Park superintendent Mayr leaving Vicksburg
Published 12:00 am Thursday, April 23, 2009
A chance to work at the nation’s most visited national park will move Vicksburg National Military Park Superintendent Monika Mayr to the Blue Ridge Parkway in June.
Mayr, the first female administrator of the 110-year-old federal preserve here, is to become deputy superintendent of the federal highway through the Appalachian Mountains that connects the Shenandoah and Great Smoky Mountains national parks.
“It was a vacancy I applied for,” said Mayr, who notified co-workers and others involved with the park earlier this week. The roadway is visited by 16 million annually, tops among nearly 400 units in the national park system.
Mayr, a 25-year employee of the Department of Interior, said she will be managing a bigger staff than VNMP’s, which she said has averaged between 35 and 45 since taking over as superintendent in 2004.
“I’ll be working with a staff of 235 people and dealing with a lot of communities and counties adjacent to the parkway,” Mayr said, adding her arrival will coincide with the parkway’s 75th anniversary in 2010.
For Vicksburg, where the park preserves siege lines from the Civil War, a temporary replacement will be named by the park service, with a permanent replacement expected to be named later in the year.
“Mayr praised her fellow park employees and volunteer groups such as the Friends of the Vicksburg National Military Park and Vicksburg Campaign for their service to the 1,800-acre park in the past five years.

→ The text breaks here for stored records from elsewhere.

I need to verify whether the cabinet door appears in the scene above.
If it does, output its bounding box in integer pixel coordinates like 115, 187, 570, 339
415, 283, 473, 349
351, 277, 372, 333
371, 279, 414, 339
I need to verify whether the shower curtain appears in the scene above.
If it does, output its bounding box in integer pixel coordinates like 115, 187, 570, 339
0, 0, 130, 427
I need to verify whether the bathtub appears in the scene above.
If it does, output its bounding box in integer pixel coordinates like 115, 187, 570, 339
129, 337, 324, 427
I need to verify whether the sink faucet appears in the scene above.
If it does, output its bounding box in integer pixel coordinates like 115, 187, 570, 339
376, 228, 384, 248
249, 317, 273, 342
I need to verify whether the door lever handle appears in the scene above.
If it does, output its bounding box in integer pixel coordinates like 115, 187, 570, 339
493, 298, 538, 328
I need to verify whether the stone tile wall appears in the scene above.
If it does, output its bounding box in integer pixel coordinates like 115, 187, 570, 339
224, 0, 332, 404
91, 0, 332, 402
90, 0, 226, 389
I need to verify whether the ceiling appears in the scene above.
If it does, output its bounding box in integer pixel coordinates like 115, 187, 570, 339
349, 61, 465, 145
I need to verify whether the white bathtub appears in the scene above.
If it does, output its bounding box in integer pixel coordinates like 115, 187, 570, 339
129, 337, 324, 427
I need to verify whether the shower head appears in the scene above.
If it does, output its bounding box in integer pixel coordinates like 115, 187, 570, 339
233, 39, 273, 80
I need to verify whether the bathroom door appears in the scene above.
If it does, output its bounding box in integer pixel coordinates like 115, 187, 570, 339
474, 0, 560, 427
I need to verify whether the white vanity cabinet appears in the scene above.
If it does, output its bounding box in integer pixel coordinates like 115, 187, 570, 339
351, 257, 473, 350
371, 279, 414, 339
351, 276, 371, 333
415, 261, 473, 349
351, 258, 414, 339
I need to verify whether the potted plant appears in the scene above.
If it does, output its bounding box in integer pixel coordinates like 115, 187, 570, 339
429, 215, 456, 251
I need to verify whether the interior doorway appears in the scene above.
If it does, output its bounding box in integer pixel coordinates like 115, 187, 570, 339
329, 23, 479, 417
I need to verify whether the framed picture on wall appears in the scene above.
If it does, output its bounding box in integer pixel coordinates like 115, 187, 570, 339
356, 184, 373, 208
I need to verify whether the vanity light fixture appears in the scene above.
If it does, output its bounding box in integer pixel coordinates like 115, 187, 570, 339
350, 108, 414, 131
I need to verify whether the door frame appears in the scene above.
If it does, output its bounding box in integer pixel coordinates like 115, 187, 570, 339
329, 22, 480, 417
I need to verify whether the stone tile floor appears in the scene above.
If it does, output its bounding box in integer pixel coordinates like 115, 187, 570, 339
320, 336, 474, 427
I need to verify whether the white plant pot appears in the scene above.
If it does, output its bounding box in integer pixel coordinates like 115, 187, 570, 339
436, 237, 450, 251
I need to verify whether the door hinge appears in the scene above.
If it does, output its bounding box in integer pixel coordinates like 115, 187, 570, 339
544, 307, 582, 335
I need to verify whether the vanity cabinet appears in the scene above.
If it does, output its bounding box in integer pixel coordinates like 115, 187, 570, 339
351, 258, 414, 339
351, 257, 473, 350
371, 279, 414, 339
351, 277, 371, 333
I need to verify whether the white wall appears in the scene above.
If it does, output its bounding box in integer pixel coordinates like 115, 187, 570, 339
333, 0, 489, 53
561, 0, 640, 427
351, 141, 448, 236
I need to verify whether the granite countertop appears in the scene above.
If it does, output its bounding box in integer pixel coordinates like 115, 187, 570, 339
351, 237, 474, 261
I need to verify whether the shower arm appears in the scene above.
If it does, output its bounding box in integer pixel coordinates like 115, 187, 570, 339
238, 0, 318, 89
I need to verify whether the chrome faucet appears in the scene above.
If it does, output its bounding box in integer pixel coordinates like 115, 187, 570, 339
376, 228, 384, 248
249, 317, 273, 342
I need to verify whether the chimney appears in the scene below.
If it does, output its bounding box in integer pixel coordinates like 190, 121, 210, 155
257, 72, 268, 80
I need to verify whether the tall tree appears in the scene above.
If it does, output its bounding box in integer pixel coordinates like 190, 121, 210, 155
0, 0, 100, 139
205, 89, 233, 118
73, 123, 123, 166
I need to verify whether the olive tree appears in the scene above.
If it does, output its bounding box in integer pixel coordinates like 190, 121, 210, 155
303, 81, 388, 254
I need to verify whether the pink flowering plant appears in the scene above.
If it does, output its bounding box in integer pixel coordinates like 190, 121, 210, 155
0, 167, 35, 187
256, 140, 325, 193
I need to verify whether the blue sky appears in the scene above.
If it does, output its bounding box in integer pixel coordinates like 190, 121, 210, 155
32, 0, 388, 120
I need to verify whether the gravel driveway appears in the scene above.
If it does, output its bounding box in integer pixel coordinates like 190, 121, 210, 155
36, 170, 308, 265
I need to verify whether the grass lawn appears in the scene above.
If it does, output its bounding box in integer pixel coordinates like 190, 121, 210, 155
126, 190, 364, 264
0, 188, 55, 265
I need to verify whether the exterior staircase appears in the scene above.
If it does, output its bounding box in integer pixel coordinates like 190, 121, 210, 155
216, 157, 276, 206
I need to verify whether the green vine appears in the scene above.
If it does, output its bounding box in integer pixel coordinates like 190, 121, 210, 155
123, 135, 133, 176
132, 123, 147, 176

“I’m going to miss this place,” Mayr said. “It’s hard to leave.”
Key players in the Friends group credited Mayr with playing vital roles in efforts to fund replacements of tablets and monuments in the park.
“She’s quite an administrator,” said Friends’ chairman Landy Teller. “She understands the importance of the national parks. I think so much of her.”
Friends’ executive director Harry McMillin said Mayr had also expressed a desire to be closer to family. He said Mayr was the inspiration for the nonprofit’s formation in 2007.
“This is the biggest attraction that Vicksburg has,” McMillin said of the park, which has been helped by more than $50,000 in donations to help address park infrastructure. “She loves this city and she loves this park.”
“Certainly, everybody is happy for her,” park historian Terry Winschel said, describing Blue Ridge as the “crown jewel” of the park system. “It’s a beautiful, beautiful area. It’s a great opportunity for her.”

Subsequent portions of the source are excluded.